The Ultimate Guide to the Decentralized Identity World

12 min readNov 3, 2023

1 Overview and Core Values

Decentralized Identity (DID) denotes a system where a user’s identity data is not stored on any particular website server but is instead a self-managed identity system. This stands in stark contrast to “centralized identity.” Familiar examples of centralized identity include email or phone number-based logins and sign-ins via platforms like Twitter or Google. These identity verification methods fall under the purview of Digital Identity. For a comprehensive history of digital identity, one can refer to the article, A Step Back in Time: The History and Evolution of Digital Identity. Although the concept of DID might still be distant from the mainstream view, it boasts numerous advantages over centralized identity, such as heightened security against theft (anonymity) and protection against misuse by others (safety).

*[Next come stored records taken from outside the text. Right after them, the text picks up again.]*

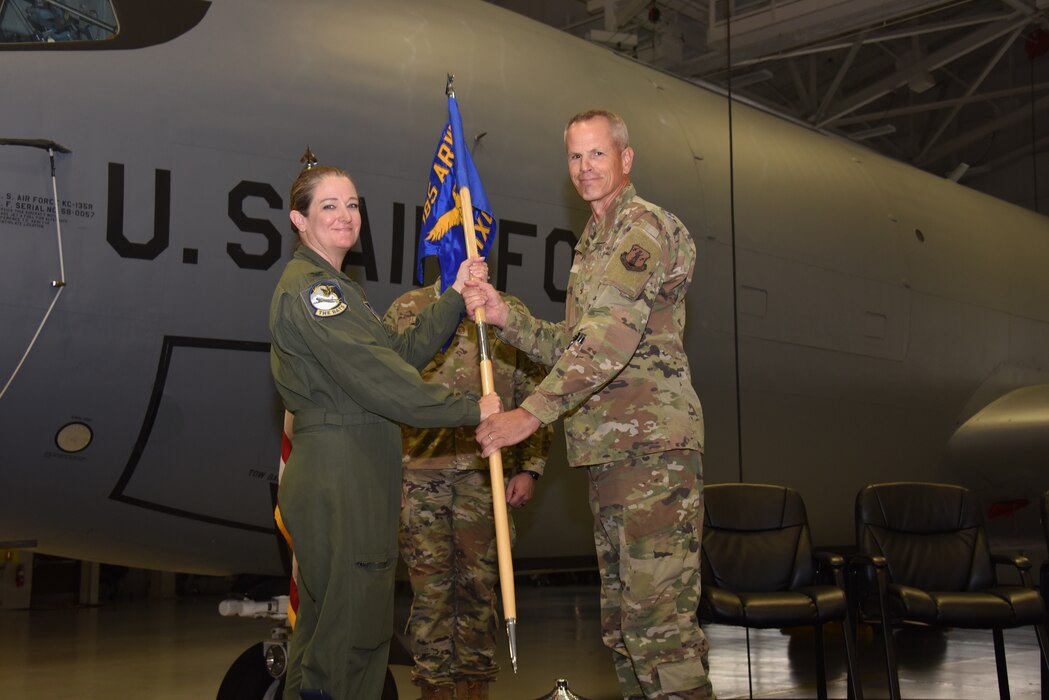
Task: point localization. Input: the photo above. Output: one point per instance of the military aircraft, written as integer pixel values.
(852, 319)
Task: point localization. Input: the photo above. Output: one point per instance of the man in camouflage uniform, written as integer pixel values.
(620, 378)
(447, 531)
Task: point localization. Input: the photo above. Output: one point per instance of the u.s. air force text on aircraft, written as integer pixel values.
(38, 212)
(558, 241)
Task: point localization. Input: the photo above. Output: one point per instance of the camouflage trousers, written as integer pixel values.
(647, 531)
(448, 542)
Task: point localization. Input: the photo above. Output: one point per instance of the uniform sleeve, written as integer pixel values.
(434, 324)
(532, 452)
(609, 331)
(351, 347)
(541, 340)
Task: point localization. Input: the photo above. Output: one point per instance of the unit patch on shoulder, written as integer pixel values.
(630, 264)
(635, 259)
(325, 298)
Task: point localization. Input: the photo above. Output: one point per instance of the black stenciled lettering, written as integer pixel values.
(366, 256)
(147, 250)
(556, 237)
(507, 257)
(263, 227)
(397, 255)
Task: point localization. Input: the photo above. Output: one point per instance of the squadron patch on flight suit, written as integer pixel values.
(325, 298)
(632, 264)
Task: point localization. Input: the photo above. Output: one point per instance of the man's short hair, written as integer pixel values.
(619, 133)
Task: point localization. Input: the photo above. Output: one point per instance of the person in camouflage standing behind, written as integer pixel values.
(620, 378)
(447, 529)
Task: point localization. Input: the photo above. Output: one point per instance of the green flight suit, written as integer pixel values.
(348, 381)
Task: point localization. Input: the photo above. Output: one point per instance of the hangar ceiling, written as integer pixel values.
(957, 87)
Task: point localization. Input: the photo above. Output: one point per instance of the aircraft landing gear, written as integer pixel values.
(248, 678)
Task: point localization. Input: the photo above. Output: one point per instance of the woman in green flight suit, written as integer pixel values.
(348, 383)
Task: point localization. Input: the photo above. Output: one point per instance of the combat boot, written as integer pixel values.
(437, 692)
(471, 690)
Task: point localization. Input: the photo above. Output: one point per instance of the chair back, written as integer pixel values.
(755, 537)
(1045, 515)
(932, 535)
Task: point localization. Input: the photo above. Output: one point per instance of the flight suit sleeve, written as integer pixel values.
(612, 327)
(434, 324)
(352, 348)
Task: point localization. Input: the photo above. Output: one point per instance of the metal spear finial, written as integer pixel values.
(512, 638)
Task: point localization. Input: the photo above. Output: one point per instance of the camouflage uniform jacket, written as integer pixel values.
(619, 374)
(457, 367)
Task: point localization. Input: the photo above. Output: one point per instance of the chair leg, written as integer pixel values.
(1041, 633)
(849, 633)
(886, 631)
(1003, 673)
(820, 662)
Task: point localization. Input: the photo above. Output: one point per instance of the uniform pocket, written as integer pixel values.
(372, 600)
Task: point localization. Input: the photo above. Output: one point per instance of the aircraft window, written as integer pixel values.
(50, 21)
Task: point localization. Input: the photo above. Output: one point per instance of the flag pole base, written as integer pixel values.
(561, 692)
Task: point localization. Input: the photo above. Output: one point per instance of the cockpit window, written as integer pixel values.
(50, 21)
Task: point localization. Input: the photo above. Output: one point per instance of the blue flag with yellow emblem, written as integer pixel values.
(442, 234)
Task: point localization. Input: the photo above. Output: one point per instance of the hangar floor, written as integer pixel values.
(179, 649)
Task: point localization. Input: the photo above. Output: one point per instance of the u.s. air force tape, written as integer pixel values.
(325, 298)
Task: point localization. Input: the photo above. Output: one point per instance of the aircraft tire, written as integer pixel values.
(248, 679)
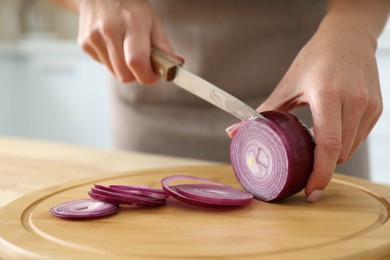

Before delving deeper, it’s crucial to underscore one of the core values of DID: absolute anonymity or the utmost autonomy in identity. There’s a pertinent analogy to consider: “If you wish to open a window, first advocate for the removal of the roof.” This is used to describe how to safeguard user privacy. We cannot naively rely on the assumption that “data collectors are benevolent” or make presumptuous claims that “most users don’t care about privacy.” Only absolute anonymity offers a foolproof method to protect user privacy.

To illustrate the differences between “centralized” and “decentralized” identity, consider a familiar scenario: If one wishes to review their expenditure in a digital wallet (such as PayPal or Alipay):

With centralized identity: My bills and personal information are stored on the app’s server. The app can potentially sell data about my spending power and habits to third parties for profit, all without my knowledge.
With decentralized identity: My expenditure records are transparently stored on the blockchain while my identity resides on my local mobile device. Unless I disclose my identity, no one can correlate my transactions with “me.”

While centralized identity logins offer a degree of flexibility in the rapidly evolving internet, they inherently lack robust defenses for user data privacy. For a thorough, trust-free safeguarding of user data, privacy, and assets, the pendulum needs to swing to the other extreme: decentralized identity.

1.1 Centralized Identity Systems: Inherent Challenges and Potential Risks

Figure 1: every service provider has stored the identity information of users.

In the widely accepted centralized identity system, when users log in or register on different websites, their credentials (typically username and password) are stored on the respective website’s servers. This approach presents several issues:

When logging into various websites, users must undergo repeated registration processes and remember distinct passwords for each site.
Users’ credentials are housed on the website’s servers, granting website developers the potential capability to access and possibly misuse users’ identity information.
If there’s a data breach on one website, a user’s identity on other websites may also become vulnerable to security risks.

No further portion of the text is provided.